The 2nd question is simple. As you get older you have to work harder to keep your body in shape. Your physical skills diminish with age so you can be a victim or get actively involved in the solution. As I have written earlier, as a martial artist I have a responsibility to try and improve my skills. Conditioning is a major part of my journey. Things I used to take for granted are now more dificult to do. 
Kenpo came somewhat easy for me at 20. Now at 60, I have to work harder to keep the tools sharp. The good news is that it is still a lot of fun.
Respectfully,
Bob White


----------



## marlon (Oct 6, 2008)

Bob White said:


> I believe one the most important things I have learned in the last 10 years is to re-evaluate what being successful is. I have always been very competitive and many times I would determine my success with how I did against other people. I loved competing in many sports and I am sure the desire to do well motivated me to take the steps necessary to be victorious. In the last 10 years I have appreciated the John Wooden definition of success,"Success is peace of mind, which is a direct result of knowing you did your best, to become the best, in which you were capable of becoming." I believe that I just have to do my best to continue to develop my skills and I will be successful. I don`t need to compare with others, I just have to do the work.
> The 2nd question is simple.
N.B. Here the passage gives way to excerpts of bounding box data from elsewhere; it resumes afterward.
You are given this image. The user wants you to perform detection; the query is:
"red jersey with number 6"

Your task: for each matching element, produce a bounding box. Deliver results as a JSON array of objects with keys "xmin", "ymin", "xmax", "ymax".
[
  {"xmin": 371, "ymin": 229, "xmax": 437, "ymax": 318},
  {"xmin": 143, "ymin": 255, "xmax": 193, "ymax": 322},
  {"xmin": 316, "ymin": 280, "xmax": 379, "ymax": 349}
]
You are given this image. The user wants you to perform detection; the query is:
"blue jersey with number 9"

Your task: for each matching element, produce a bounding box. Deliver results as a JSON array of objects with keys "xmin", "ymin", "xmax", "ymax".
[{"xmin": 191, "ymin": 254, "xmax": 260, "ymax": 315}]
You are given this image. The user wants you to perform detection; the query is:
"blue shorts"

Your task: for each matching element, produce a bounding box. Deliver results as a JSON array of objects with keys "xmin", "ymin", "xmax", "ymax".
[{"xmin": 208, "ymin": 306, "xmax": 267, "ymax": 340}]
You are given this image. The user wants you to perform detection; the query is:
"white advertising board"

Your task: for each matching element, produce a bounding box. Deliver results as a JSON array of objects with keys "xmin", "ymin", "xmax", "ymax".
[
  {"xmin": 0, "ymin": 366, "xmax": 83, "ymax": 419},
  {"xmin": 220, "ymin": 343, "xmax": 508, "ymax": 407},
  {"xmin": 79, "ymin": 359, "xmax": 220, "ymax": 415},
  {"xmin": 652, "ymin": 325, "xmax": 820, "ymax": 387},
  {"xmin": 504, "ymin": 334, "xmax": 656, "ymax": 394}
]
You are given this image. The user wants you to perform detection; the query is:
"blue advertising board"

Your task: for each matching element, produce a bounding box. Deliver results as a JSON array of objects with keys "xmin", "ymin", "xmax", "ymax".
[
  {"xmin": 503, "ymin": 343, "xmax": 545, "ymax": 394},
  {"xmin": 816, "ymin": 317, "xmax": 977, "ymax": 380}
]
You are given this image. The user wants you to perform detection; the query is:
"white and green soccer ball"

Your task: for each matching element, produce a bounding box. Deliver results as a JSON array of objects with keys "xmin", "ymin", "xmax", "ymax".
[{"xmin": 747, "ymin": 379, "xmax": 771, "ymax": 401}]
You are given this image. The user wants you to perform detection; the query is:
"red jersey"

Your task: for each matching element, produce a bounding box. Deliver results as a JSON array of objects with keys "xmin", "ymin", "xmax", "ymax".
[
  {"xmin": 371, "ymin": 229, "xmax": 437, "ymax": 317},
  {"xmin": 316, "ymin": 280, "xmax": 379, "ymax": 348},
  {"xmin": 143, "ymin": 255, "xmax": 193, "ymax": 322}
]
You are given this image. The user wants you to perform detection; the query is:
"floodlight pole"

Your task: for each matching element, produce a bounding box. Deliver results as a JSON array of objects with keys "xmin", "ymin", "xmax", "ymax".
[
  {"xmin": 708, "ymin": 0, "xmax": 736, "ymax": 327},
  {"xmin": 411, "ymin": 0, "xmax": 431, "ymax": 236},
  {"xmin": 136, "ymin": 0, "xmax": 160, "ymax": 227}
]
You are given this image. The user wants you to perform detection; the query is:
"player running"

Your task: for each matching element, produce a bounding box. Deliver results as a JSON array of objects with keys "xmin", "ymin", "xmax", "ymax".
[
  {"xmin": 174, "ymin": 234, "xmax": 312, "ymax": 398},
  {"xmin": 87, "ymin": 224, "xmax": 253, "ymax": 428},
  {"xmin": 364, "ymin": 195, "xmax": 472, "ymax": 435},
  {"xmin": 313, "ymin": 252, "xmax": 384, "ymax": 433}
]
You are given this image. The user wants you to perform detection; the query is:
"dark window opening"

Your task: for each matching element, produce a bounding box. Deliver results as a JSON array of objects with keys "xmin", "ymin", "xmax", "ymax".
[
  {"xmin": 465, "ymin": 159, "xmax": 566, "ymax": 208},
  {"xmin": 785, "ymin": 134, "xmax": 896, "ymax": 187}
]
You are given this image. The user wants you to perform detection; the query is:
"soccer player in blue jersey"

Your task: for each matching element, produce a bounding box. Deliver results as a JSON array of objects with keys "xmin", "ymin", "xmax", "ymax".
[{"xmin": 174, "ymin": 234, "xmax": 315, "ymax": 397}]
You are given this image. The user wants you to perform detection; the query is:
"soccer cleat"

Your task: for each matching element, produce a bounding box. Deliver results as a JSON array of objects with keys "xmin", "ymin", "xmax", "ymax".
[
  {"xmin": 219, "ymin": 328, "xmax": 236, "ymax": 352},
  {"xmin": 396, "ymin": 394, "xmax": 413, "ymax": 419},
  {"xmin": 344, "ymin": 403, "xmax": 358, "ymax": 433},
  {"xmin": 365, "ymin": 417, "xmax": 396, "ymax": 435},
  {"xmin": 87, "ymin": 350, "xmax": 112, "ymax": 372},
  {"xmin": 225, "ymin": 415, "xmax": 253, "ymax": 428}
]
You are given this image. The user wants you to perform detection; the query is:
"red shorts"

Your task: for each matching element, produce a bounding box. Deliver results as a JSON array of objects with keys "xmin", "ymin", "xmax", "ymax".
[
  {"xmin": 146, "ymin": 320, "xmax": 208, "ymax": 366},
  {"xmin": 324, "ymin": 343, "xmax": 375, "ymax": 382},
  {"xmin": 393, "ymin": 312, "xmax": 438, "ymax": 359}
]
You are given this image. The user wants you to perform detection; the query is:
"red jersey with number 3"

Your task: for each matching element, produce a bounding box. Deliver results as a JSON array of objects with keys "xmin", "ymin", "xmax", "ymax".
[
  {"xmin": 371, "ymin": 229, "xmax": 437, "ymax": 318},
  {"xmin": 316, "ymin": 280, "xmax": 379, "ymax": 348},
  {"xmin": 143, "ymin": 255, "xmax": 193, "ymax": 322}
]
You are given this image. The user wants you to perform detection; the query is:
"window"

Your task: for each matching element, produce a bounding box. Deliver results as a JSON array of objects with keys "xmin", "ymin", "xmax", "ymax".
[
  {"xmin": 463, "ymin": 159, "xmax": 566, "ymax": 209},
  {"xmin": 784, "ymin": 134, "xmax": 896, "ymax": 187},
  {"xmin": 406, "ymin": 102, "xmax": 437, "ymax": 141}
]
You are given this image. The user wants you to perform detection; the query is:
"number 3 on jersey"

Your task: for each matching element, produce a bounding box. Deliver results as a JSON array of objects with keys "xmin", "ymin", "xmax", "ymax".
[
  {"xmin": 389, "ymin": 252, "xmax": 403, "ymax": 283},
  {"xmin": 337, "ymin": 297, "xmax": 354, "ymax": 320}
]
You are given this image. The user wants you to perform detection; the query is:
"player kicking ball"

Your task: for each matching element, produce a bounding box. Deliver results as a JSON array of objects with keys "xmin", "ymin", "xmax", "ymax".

As you get older you have to work harder to keep your body in shape. Your physical skills diminish with age so you can be a victim or get actively involved in the solution. As I have written earlier, as a martial artist I have a responsibility to try and improve my skills. Conditioning is a major part of my journey. Things I used to take for granted are now more dificult to do.
> Kenpo came somewhat easy for me at 20. Now at 60, I have to work harder to keep the tools sharp. The good news is that it is still a lot of fun.
> Respectfully,
> Bob White


 
Much appreciated Master White.  Your views are very helpful and gives me support for the direction of my training.  we are all getting older and all want success.

Respectfully,
Marlon


----------



## marlon (Oct 12, 2008)

Master White, 
what do yu suggest I, as a teacher of kempo, be certain to teach the students...after the basics?

Respectfully,
marlon


----------



## Bob White (Oct 13, 2008)

It does not matter if you have been studying for 40 years or 40 minutes, your goal is improvement. There is an acronym C.A.N.I. and it stands for, Constant and neverending improvement. One of the reasons I refuse to put on a 10th Degree is that I will always be a student who is trying to improve my art. The word "Do", means,"The Way", it does not mean "the arrival". I try to emphasize that while perfection is not obtainable, progress always is.
If you were to go to Dodger Stadium today and watch the team prepare for tonights game it would be close to how a high school team would prepare. They have risen to a higher level through constant practice. The basic "Laws of Learning", consists of 4 items.
1. Explanation
2. Demonstration
3. Imitation
4. Repetition
I try and emphasize that there are really 8 items. Explanation, Demonstration, Imitation,Repetition,Repetition,Repetition,Repetition, and Repetition. 
Respectfully,
Bob White


----------



## marlon (Oct 13, 2008)

Bob White said:


> It does not matter if you have been studying for 40 years or 40 minutes, your goal is improvement. There is an acronym C.A.N.I. and it stands for, Constant and neverending improvement. One of the reasons I refuse to put on a 10th Degree is that I will always be a student who is trying to improve my art. The word "Do", means,"The Way", it does not mean "the arrival". I try to emphasize that while perfection is not obtainable, progress always is.
> If you were to go to Dodger Stadium today and watch the team prepare for tonights game it would be close to how a high school team would prepare. They have risen to a higher level through constant practice. The basic "Laws of Learning", consists of 4 items.
> 1. Explanation
> 2. Demonstration
> ...


 
Thank you for an excellent response.  I really appreciate a high level master such as yourself responding to these questions.  much appreciated!!!  Be sure that i will credit you as the source of this fine response when i share it with the students.  Well said timeless truth.

Respectfully,
Marlon


----------